Here’s some excellent guidance from the delightful Jeffrey Tucker for all youngsters about to start their first job. Doesn’t matter if it’s cleaning toilets or developing apps, this wisdom is universal.
If you act as prescribed below, then you’ll be highly valued by your employer and well-respected by your colleagues, and the very last person your employer will want to get rid of if they have to make cut-backs to stay afloat. Sadly, this is something an increasing number of businesses will be having to do over the next several years, so following this advice will mean you’ve done all you can to protect yourself from this.
I wish someone had given me this advice when I was young. Then again, I probably wouldn’t have taken heed. I had a foolish attitude towards ‘work’ when I was young. It took me a while to realise the error of my ways and start acting differently.
Here’s how to become highly-valued in the world of work:
1. Listen carefully to instructions and never expect to be told anything a second time.
2. Do a complete job, and do it better than your supervisor expects you to do it.
3. Work diligently to the point of discomfort, and without interruption or complaint.
4. Complete all tasks in a timely manner, meaning as soon as possible.
5. If you run out of assigned tasks, look for other jobs to do that help others and the firm.
6. Have this as your professional motto: I can add more value to this firm than I take from it.
Or, in short, when unsure ask yourself: what would Homer Simpson do? And then do the opposite. (Homer is a fantastic reverse-role model when it comes to work).
If you can actually manage to act this way at work, all the time, every time, then there’s no doubt you’ll be successful at whatever you do. And this is true for everyone, whatever their abilities, education or background.
Before you get a job you have to impress someone enough in an interview for them to take the plunge and hire you. For employers today hiring someone is a bigger risk and more costly than it would normally be (for various reasons related to government, and due to a stagnating economy) and so you’ll need to work even harder to convince someone you’re going to add value to their operation.
Follow this advice and you’ll stand out amongst the sea of people just as qualified, experienced and educated as you. At the very least it should make it pretty hard for someone to say no to you. The following is based on a short but useful podcast I heard a while back by philosopher Stefan Molyneux (who was previously a successful entrepreneur), which I have recounted in my own words and developed further. I put this advice into practice myself and as a result I had much more positive and rewarding interview experiences, even in those where I wasn’t hired.
1. Be humble about your strengths and honest about your weaknesses. Don’t lie.
Knowing and being able to articulate your strengths is essential, but bear in mind that your interviewer may be threatened or put-off by you if they perceive you as over-confident or arrogant. No one likes a know-it-all.

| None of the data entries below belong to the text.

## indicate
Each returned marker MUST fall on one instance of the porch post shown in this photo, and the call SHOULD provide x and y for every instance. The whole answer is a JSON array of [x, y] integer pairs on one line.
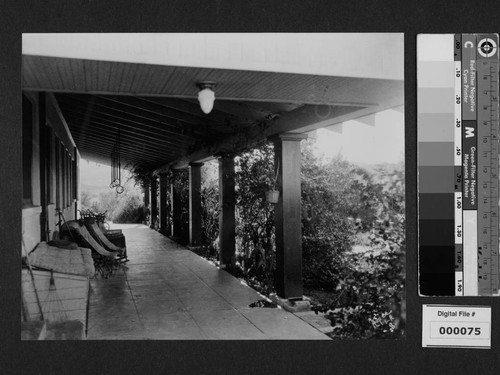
[[288, 216], [175, 206], [154, 201], [146, 194], [227, 202], [195, 204], [163, 204]]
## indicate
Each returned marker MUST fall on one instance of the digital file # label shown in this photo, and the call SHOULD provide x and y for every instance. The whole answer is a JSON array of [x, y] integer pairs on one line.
[[456, 326]]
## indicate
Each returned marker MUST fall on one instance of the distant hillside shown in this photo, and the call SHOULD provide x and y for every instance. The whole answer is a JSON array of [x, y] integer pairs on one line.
[[94, 190]]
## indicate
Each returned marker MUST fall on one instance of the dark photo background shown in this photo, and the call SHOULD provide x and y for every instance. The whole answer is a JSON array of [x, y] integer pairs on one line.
[[367, 357]]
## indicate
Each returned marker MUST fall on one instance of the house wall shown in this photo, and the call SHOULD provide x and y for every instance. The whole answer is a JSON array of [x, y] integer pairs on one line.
[[53, 175]]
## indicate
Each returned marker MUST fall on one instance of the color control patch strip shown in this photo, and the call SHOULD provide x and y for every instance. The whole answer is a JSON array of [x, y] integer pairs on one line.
[[457, 80]]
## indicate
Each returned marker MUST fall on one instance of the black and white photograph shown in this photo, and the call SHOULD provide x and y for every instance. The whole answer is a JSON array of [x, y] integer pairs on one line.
[[218, 186]]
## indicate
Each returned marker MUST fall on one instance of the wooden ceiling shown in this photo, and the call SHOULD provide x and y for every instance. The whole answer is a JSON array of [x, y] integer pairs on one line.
[[155, 109]]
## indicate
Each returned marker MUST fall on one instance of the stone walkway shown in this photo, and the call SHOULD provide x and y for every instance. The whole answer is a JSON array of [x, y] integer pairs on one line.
[[167, 292]]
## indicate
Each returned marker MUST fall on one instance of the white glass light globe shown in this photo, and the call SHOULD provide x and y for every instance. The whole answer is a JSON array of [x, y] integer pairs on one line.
[[206, 98]]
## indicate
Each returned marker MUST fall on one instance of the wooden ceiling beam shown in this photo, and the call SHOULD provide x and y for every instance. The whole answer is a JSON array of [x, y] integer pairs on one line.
[[109, 144], [90, 107], [171, 114], [102, 148], [136, 133], [294, 121]]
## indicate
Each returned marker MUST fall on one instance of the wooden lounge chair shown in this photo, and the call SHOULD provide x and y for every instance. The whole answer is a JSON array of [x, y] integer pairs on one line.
[[105, 240], [104, 261]]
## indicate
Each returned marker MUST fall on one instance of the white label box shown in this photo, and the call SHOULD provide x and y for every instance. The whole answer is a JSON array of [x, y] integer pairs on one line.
[[455, 326]]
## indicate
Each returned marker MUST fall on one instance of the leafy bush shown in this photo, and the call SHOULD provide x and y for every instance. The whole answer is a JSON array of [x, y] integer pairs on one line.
[[255, 216], [371, 284], [326, 231], [130, 209]]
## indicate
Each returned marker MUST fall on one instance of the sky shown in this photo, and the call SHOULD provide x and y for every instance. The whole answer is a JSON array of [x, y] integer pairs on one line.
[[370, 140]]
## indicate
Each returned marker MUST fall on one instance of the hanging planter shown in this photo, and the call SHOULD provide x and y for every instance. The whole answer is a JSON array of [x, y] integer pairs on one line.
[[116, 166], [272, 195]]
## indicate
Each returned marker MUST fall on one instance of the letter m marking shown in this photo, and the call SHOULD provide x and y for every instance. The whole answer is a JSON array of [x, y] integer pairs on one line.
[[469, 132]]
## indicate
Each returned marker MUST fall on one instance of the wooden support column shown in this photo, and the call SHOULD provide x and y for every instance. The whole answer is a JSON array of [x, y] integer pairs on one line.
[[227, 202], [163, 205], [43, 148], [195, 204], [288, 216], [154, 202], [146, 194], [175, 206]]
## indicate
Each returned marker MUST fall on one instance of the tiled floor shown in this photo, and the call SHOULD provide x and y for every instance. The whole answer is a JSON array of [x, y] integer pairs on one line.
[[167, 292]]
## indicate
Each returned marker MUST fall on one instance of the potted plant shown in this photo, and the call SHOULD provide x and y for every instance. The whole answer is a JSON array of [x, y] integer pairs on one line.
[[273, 195]]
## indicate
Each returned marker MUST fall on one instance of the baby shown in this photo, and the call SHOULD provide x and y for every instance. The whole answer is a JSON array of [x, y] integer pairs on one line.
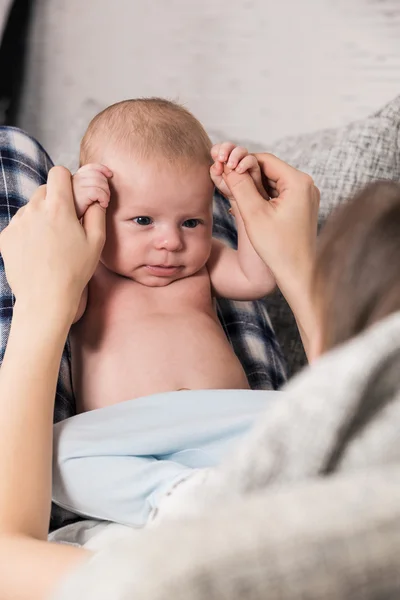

Also essential is knowing your weaknesses and having the humility to dicuss them openly. Confidence is attractive, but Self-awareness and humility are likeable and valuable qualities too. If you can talk about what you’re not-so-good-at without embarrassment or shame or obstructive pride, then your potential employer will likely draw the conclusion that you’ll heed advice, accept criticism and therefore be willing to learn in order to improve yourself should they hire you. These are highly desireable traits in employees. No employee is perfect, but that doesn’t matter as long as they’re willing to change. Having someone who can’t see or won’t admit when they’re wrong, or refuses to change is a nightmare for any employer and highly counter-productive. People like this rarely get hired or if they do they don’t last long.
Don’t lie because you’ll get found out eventually. This will be humiliating for you and really annoying for your employer.
2. Find out how this business adds value to the product or service they provide.
Ask questions to establish exactly why this company’s customers come to them instead of anyone else offering the same product or service. By doing this you’ll demonstrate your understanding that the ultimate aim of everything the company does, the very purpose of its existence, is to give their customers what they want. An employee that has this in the back of his mind as he goes about his work will be a highly effective one.
3. Interview the person interviewing you.
Ask them what they like and don’t like about working here. Ask them what sort of personality they think would fit well into the team. These are important questions because it’s not just the employer that needs to be happy and comfortable, you need to be happy and comfortable too. You might need to or be willing to take any job because you need the money, but working with someone who is a real shit-bag or you have a personality clash with might not be worth the cost to your mental health. By asking about the team and what sort of person they think would work well here you might just save yourself from walking into one big stressful mess.